Combinations of genes at the 16p11.2 and 22q11.2 CNVs contribute to neurobehavioral traits.
Document Type
article
Source
PLoS genetics. 19(6)
Subject
Autism Working Group of the Psychiatric Genomics Consortium
Bipolar Disorder Working Group of the Psychiatric Genomics Consortium
Schizophrenia Working Group of the Psychiatric Genomics Consortium
Chromosome Structures
Humans
Obesity
DNA Copy Number Variations
Intellectual Disability
Autism Spectrum Disorder
Biotechnology
Brain Disorders
Prevention
Schizophrenia
Genetics
Autism
Mental Health
Human Genome
Intellectual and Developmental Disabilities (IDD)

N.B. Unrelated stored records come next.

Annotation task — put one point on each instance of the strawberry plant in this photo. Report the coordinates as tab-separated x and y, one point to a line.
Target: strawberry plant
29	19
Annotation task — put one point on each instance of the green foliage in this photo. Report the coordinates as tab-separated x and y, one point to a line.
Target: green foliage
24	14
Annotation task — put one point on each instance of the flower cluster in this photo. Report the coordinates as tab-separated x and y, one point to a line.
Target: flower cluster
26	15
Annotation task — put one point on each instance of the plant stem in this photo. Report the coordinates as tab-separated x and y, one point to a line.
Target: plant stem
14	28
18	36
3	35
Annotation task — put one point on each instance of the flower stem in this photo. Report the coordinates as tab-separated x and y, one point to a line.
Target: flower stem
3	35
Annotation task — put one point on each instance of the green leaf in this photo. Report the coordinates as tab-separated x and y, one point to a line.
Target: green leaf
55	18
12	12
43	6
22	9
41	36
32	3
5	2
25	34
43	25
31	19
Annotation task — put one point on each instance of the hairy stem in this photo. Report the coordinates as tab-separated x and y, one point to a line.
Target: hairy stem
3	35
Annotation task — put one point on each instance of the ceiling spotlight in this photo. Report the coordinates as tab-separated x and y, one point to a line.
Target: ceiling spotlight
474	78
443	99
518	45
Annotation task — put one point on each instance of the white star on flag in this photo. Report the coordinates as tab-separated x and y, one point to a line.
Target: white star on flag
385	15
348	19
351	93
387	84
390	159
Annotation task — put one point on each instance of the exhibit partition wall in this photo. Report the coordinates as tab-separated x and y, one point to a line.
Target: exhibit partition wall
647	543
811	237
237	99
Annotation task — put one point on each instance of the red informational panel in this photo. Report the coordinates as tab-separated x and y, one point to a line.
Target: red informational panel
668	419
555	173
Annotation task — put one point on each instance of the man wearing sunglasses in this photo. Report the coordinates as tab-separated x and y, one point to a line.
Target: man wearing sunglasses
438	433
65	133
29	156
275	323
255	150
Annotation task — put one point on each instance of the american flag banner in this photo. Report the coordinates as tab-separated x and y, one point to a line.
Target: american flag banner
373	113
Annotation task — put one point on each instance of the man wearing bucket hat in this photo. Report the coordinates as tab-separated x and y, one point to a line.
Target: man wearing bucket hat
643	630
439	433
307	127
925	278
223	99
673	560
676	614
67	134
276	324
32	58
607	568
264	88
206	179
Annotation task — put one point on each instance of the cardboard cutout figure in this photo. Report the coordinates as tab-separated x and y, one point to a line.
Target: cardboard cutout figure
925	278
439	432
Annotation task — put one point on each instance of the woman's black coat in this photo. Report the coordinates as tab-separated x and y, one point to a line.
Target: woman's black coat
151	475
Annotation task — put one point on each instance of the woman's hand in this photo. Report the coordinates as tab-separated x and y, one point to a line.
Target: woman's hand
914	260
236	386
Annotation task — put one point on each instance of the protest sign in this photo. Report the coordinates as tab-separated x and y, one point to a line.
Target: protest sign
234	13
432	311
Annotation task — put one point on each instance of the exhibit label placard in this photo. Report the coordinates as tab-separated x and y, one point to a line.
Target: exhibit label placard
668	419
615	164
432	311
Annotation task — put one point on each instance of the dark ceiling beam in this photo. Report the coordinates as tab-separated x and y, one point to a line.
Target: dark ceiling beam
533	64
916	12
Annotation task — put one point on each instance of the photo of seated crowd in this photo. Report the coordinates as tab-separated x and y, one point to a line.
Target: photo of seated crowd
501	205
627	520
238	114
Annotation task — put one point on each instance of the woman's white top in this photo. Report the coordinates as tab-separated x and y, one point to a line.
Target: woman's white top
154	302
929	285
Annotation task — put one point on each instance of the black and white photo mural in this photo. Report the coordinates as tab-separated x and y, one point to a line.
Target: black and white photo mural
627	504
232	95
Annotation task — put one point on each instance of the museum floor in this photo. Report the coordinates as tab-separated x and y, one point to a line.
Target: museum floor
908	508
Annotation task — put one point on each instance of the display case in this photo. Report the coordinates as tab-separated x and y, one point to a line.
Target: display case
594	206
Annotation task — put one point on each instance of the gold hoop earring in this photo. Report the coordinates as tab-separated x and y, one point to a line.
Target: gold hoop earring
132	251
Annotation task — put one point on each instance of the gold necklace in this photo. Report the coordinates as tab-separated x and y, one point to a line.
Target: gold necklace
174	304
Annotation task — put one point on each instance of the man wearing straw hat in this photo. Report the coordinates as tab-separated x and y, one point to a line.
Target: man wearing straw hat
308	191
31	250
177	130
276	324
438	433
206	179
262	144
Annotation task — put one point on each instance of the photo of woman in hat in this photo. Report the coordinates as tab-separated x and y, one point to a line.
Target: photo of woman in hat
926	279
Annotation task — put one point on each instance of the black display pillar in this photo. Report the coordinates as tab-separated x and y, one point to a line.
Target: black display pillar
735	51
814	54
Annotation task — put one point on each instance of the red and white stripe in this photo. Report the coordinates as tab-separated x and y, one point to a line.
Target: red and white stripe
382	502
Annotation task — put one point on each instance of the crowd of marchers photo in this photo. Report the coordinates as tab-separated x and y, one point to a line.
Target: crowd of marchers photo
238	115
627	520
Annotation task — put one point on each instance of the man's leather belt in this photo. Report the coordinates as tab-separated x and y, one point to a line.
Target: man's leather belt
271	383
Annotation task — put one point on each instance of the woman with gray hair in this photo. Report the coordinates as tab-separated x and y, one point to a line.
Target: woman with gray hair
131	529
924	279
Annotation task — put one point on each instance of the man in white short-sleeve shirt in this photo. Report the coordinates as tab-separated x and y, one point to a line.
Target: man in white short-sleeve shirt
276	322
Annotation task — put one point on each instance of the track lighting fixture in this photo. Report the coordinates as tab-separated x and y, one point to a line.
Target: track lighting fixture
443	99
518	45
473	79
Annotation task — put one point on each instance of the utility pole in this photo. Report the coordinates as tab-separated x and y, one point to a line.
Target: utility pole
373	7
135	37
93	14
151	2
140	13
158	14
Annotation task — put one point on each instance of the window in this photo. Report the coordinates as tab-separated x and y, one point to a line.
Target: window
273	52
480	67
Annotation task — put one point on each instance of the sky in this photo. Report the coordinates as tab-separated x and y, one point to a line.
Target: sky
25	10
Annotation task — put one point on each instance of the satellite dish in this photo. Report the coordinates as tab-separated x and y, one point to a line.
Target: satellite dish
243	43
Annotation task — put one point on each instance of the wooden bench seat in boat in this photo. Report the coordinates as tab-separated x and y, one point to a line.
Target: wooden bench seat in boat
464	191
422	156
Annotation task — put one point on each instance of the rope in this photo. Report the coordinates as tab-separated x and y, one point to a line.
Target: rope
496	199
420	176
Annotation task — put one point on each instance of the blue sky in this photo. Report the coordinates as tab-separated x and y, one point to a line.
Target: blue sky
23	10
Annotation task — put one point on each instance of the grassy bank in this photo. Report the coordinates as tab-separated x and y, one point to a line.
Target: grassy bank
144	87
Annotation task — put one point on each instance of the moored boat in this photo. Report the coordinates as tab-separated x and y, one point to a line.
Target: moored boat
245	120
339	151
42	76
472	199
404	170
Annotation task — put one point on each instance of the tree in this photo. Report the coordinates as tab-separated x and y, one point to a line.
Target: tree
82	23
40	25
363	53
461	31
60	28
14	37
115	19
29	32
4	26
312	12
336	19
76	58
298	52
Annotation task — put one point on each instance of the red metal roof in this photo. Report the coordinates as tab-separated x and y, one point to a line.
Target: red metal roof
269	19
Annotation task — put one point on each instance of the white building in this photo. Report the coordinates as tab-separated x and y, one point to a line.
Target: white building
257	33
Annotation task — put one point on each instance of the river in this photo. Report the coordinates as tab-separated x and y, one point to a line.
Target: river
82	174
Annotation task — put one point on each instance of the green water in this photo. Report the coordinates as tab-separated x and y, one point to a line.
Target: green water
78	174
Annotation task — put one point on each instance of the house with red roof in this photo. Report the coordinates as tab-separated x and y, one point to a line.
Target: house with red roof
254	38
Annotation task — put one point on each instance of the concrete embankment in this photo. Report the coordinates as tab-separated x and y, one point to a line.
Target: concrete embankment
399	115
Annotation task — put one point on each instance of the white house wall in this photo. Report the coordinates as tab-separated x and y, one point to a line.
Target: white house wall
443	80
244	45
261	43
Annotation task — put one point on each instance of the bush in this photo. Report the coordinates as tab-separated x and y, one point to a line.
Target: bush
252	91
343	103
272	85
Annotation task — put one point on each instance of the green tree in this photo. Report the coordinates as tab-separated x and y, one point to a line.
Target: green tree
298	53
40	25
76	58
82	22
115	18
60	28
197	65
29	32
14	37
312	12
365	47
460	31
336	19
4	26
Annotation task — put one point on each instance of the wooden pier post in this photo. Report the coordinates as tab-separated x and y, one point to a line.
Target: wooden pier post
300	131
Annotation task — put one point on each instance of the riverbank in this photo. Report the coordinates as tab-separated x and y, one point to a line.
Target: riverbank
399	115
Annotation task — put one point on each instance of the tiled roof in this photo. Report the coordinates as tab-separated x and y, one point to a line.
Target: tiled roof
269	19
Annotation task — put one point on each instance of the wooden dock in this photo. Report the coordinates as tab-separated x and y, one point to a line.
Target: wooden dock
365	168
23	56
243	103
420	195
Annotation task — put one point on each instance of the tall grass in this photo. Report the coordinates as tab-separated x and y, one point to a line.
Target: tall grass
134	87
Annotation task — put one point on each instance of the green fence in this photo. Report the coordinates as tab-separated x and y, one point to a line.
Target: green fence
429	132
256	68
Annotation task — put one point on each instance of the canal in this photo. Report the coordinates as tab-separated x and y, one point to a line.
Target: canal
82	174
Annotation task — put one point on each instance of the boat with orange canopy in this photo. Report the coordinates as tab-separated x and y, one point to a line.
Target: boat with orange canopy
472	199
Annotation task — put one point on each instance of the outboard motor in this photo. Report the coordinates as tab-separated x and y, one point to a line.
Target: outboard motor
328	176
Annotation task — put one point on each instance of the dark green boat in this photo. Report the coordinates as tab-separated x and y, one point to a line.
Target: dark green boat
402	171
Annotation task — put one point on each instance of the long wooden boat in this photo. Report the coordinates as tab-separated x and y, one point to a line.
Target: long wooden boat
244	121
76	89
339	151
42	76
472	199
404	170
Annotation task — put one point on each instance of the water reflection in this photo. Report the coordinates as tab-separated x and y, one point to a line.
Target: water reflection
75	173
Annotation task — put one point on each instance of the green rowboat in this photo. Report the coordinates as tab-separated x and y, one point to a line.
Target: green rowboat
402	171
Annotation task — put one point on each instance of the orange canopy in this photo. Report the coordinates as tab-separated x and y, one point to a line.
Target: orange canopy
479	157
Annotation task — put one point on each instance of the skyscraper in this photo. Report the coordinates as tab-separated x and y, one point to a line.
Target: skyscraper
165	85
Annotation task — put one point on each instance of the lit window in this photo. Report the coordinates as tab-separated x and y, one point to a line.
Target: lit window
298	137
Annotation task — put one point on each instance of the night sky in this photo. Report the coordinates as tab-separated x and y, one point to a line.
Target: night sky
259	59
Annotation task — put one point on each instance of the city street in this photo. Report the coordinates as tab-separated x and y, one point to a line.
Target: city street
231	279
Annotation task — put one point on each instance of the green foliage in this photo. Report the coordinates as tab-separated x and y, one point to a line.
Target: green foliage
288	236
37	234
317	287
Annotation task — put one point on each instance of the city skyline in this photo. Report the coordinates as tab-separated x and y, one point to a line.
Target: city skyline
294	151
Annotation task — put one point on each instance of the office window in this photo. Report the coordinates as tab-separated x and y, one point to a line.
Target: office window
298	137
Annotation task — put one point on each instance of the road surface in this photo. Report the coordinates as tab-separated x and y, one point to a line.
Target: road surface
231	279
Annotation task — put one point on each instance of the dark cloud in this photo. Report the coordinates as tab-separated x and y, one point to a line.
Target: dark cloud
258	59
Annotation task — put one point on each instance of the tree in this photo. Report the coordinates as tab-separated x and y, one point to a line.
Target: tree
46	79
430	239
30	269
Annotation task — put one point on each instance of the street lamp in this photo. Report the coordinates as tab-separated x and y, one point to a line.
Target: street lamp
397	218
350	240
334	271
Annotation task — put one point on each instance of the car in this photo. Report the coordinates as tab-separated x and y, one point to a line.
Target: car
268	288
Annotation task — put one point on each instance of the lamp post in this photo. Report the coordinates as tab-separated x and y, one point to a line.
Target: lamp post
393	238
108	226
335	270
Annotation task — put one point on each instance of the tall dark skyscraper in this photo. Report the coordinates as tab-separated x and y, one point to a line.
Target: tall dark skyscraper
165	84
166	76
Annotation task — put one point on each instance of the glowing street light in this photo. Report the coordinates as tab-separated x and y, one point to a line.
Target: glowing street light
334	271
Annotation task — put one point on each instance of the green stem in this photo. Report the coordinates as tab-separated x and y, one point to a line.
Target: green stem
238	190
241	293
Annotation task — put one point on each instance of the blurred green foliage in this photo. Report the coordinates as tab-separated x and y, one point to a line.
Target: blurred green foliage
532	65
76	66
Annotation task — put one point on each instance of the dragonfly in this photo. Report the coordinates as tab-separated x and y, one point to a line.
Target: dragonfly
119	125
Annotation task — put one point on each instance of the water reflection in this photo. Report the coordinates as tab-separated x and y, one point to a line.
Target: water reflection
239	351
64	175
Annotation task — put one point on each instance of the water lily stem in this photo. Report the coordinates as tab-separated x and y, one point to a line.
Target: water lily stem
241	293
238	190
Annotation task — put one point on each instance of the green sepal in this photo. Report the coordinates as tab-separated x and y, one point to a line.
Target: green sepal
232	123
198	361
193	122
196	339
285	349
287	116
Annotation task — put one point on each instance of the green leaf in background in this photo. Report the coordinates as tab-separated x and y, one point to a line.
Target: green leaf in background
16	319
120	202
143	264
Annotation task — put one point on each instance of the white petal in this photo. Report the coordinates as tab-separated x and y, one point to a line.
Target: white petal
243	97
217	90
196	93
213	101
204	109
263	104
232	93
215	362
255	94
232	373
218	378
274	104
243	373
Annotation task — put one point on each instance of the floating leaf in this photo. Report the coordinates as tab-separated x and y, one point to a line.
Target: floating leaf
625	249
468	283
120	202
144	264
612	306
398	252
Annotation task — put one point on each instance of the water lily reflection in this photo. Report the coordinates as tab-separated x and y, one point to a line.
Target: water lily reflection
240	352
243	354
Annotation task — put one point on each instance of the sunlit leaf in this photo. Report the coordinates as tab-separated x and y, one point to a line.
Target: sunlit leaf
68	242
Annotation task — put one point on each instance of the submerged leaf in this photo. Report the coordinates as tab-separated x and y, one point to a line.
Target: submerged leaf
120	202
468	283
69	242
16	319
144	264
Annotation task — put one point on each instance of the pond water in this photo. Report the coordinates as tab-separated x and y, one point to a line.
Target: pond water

2.1 Biological and endogenous factors
Aetiology
Mental health
Developmental Biology
Language
Abstract
The 16p11.2 and 22q11.2 copy number variants (CNVs) are associated with neurobehavioral traits including autism spectrum disorder (ASD), schizophrenia, bipolar disorder, obesity, and intellectual disability. Identifying specific genes contributing to each disorder and dissecting the architecture of CNV-trait association has been difficult, inspiring hypotheses of more complex models, such as multiple genes acting together. Using multi-tissue data from the GTEx consortium, we generated pairwise expression imputation models for CNV genes and then applied these elastic net models to GWAS for: ASD, bipolar disorder, schizophrenia, BMI (obesity), and IQ (intellectual disability). We compared the variance in these five traits explained by gene pairs with the variance explained by single genes and by traditional interaction models. We also modeled polygene region-wide effects using summed predicted expression ranks across many genes to create a regionwide score. We found that in all CNV-trait pairs except for bipolar disorder at 22q11.2, pairwise effects explain more variance than single genes. Pairwise model superiority was specific to the CNV region for all 16p11.2 traits and ASD at 22q11.2. We identified novel individual genes over-represented in top pairs that did not show single-gene signal. We also found that BMI and IQ have significant regionwide association with both CNV regions. Overall, we observe that genetic architecture differs by trait and region, but 9/10 CNV-trait combinations demonstrate evidence for multigene contribution, and for most of these, the importance of combinatorial models appears unique to CNV regions. Our results suggest that mechanistic insights for CNV pathology may require combinational models.